Constance s'éveilla pour la troisième fois aujourd'hui en se sentant un peu mieux que les deux dernières fois, ce qui n'était pas une indication en soi. Sachant qu'à la première, elle s'était de nouveau évanouie, et qu'à la deuxième elle avait vomi de la bile comme un survivant vomissait son repas.

Mais cette fois-ci, les potions faisaient leur office, et si elle ne savait pas si il était bien recommandé d'en boire autant à la suite, elle ne pouvait qu'être reconnaissante de leur efficacité.

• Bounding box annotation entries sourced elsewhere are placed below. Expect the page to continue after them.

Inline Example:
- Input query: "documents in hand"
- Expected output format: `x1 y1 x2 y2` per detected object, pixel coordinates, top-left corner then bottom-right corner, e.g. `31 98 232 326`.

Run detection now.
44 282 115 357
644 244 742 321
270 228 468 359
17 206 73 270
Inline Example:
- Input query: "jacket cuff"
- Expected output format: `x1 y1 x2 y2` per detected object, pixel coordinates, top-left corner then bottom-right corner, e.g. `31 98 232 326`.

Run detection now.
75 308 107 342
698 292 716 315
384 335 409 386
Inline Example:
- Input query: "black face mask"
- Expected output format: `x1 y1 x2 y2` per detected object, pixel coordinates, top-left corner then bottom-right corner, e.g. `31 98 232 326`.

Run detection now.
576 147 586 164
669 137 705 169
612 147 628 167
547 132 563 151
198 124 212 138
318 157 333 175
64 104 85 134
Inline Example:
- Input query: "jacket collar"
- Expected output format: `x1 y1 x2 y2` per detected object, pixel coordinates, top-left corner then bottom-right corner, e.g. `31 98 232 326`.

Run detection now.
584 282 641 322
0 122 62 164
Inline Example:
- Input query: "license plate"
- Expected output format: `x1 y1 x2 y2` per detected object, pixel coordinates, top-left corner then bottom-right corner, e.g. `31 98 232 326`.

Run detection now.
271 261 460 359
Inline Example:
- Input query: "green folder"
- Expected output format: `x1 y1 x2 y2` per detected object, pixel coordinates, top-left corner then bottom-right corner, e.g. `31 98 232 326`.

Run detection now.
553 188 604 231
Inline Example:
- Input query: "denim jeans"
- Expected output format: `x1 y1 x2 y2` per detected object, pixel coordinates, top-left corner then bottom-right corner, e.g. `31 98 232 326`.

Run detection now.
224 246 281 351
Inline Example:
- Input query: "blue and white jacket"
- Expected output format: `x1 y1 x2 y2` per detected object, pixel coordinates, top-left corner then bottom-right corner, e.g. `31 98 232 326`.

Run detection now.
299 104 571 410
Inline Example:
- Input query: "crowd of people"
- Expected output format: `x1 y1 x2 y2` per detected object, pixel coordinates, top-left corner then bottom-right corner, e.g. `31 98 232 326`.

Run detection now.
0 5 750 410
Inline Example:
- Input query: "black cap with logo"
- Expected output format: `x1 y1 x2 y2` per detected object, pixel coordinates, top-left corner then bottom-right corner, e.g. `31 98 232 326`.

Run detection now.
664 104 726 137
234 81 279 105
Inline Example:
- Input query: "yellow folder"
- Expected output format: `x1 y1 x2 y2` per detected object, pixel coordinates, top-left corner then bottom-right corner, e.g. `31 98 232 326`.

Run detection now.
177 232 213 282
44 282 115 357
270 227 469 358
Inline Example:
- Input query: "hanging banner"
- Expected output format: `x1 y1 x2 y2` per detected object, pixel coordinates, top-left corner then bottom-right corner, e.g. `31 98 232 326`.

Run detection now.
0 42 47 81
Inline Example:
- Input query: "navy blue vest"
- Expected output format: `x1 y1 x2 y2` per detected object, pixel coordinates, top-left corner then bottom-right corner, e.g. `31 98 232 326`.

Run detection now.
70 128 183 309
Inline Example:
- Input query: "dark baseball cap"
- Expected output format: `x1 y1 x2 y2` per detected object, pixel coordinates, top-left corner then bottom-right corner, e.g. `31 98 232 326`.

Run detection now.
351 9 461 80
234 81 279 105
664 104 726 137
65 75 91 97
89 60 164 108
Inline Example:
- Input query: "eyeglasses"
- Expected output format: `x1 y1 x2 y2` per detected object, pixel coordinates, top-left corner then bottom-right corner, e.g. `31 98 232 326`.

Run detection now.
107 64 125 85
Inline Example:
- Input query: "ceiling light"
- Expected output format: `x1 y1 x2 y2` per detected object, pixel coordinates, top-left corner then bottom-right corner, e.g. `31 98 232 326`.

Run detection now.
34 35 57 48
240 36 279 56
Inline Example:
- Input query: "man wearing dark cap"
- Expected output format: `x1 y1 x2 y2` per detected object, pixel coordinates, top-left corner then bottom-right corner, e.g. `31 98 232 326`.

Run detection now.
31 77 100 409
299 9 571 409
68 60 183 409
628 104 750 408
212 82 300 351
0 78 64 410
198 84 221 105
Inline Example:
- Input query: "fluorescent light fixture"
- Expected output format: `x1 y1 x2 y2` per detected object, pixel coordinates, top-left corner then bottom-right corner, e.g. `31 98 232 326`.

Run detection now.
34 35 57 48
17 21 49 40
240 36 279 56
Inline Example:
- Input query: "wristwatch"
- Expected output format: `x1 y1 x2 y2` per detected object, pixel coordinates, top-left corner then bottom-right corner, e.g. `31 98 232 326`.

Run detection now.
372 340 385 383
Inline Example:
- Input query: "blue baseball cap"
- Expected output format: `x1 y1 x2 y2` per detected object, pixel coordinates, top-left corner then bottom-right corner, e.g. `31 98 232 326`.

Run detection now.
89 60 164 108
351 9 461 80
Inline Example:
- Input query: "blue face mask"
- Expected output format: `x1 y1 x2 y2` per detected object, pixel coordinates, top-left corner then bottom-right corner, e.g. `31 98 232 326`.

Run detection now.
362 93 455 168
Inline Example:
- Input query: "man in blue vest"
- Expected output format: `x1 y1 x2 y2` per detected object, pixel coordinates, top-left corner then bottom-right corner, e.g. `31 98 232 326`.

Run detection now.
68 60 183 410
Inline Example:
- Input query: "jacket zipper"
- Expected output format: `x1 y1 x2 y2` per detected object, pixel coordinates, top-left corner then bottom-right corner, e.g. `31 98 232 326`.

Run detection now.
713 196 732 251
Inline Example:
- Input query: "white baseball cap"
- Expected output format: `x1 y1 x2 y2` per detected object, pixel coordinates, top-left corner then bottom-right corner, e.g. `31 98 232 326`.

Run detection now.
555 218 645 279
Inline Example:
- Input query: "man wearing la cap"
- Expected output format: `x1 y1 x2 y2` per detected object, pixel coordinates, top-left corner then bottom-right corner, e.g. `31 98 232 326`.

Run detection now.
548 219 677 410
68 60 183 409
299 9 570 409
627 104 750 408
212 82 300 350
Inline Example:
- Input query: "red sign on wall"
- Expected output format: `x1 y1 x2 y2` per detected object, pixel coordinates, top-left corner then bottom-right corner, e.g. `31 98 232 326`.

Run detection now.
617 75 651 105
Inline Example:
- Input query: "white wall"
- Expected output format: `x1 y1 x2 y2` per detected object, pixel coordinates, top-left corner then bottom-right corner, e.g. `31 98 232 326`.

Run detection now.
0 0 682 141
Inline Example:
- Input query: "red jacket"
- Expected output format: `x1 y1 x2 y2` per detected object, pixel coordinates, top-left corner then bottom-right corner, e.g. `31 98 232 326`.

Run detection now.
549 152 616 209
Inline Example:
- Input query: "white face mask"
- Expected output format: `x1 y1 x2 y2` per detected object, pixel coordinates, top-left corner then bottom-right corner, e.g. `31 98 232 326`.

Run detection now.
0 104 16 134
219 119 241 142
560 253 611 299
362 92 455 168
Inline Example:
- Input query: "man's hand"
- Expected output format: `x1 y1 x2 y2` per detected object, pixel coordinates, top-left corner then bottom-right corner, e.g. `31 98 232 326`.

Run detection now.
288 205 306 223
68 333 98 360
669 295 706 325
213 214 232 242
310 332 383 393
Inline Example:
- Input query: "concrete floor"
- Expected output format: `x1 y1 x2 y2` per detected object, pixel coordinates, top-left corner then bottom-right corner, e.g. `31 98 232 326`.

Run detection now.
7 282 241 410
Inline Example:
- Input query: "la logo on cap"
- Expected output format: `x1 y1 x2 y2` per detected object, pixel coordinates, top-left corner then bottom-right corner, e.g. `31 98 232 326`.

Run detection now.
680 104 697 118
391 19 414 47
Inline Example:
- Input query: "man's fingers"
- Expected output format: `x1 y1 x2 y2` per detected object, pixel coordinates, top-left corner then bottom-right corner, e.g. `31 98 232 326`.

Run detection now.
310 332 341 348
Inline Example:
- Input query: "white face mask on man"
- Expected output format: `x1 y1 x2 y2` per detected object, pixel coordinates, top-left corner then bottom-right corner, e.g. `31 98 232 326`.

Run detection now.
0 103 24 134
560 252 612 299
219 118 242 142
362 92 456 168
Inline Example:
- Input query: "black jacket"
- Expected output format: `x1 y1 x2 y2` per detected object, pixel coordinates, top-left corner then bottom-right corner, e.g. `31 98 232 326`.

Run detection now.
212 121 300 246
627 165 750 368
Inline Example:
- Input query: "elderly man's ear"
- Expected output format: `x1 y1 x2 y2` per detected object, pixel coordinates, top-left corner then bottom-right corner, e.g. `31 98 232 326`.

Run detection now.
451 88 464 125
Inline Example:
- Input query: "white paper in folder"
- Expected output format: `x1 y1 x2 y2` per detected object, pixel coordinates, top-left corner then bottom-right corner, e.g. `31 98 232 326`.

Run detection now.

Avec un peu de difficulté, la chef des Aurors parvint néanmoins à se redresser sur son coude droit ; pour être aussitôt rattrapée par une main dans son dos lorsqu'elle se sentit repartir en arrière.

« Doucement, maintenant. », la gronda Millie à voix basse, avant de la guider lentement vers les oreillers.

En temps normal, Constance aurait aboyé qu'elle n'avait pas besoin d'aide. Mais ceci n'était pas un temps normal et elle avait besoin d'aide. Plus précisément, elle avait besoin d'un bras gauche.

Constance choisit de ne pas considérer cette information maintenant.

« Je me débrouille mieux, grogna-t-elle. Je n'ai pas eu de nausée et je peux serrer le poing.

- Waouh. », répondit son amie sans grand enthousiasme.

Constance souffla par le nez tout en se laissant tomber avec plaisir dans le lit. Depuis ses réveils successifs, Millie avait à peine esquissé un regard vers elle, et encore moins dit un mot.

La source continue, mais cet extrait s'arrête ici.